Cincinnati seemed to look a little tired by the end of the first half, which could be the result of the heavy workload for starters and a dominant possession game the club displayed Saturday.

FCC has been playing pretty much the same lineup (save Paul Nicholson filling in for injured Austin Berry and Stevenson replacing Ross Tomaselli) every match, whereas Toronto has enjoyed the luxury of fresh lineups, thanks in part to the players received on loan from its Major League Soccer parent club. Toronto started just six of the same guys from Wednesday’s home match against Montreal, and they’ve used more than 30 players.
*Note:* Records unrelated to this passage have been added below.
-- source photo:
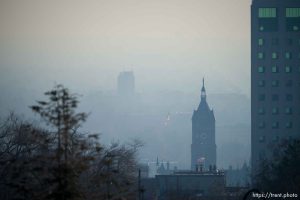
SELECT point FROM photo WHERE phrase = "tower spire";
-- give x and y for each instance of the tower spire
(203, 92)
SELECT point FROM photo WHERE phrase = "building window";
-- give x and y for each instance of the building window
(261, 83)
(275, 111)
(288, 110)
(274, 55)
(261, 125)
(260, 55)
(275, 41)
(261, 69)
(292, 12)
(275, 83)
(275, 139)
(292, 19)
(275, 125)
(289, 125)
(262, 139)
(288, 55)
(289, 97)
(261, 97)
(261, 111)
(274, 69)
(288, 69)
(260, 42)
(275, 97)
(267, 12)
(289, 83)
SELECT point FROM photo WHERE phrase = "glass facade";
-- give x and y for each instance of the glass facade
(267, 12)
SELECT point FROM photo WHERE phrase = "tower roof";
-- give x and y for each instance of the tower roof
(203, 106)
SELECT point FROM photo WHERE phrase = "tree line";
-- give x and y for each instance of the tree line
(58, 161)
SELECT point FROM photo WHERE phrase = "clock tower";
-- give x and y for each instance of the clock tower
(203, 148)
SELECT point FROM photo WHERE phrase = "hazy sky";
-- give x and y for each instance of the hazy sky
(170, 44)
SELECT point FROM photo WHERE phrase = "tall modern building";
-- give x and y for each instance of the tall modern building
(203, 148)
(275, 76)
(126, 84)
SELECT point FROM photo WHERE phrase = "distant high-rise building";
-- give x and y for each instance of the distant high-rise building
(203, 148)
(126, 83)
(275, 76)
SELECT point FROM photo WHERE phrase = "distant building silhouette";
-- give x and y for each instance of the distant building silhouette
(126, 84)
(203, 148)
(275, 76)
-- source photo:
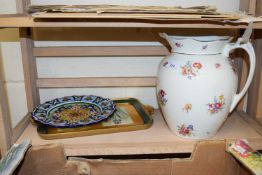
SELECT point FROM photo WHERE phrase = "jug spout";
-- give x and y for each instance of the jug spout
(197, 44)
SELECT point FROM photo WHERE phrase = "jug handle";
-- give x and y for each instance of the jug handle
(252, 58)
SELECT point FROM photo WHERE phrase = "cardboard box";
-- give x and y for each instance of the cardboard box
(209, 157)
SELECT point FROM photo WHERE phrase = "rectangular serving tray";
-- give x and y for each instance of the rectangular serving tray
(130, 115)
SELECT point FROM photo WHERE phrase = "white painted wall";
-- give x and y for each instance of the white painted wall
(61, 67)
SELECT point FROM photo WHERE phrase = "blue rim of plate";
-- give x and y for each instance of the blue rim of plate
(106, 106)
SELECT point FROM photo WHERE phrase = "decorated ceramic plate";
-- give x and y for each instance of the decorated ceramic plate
(74, 111)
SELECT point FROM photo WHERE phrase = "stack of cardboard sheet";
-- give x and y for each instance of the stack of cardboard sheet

FCC has played just 17 guys in USL play all season.

The home side did make one change at halftime, inserting Derek Luke in Pat McMahon’s place on defense, and Antoine Hoppenot played the final 26 minutes.

8. Looking ahead

Cincinnati now has a chance to close the gap with Louisville, as a win at Slugger Field on June 25 would put the Orange and Blue just one point behind the Eastern Conference leaders.

Delbridge said having that game up next didn’t necessarily put more pressure on FCC to get the win Saturday, but players put those expectations on themselves regardless.

“It's a good feeling going in there,” Delbridge said. “They always tell us you never want to get too high after wins and too low after losses, so we try to stay even-keeled, but there is good confidence in the group and we're looking forward to getting down there.”

9. Attendance spike

FCC came just short of reaching 20,000 fans for what would have been the third time this season, but the 19,112 attendance was a jump from the past three league games at home when that figured ranged between 11,278 and 16,097.

The club still holds the league record for single-game attendance at 23,375.

“What an incredible atmosphere to play football in,” Harkes said. “It's absolutely brilliant. ... You're always going to see a good game in this stadium. We're not always going to win. It's not always going to be like that, but we're competitive and using the audience there as the 12th man.”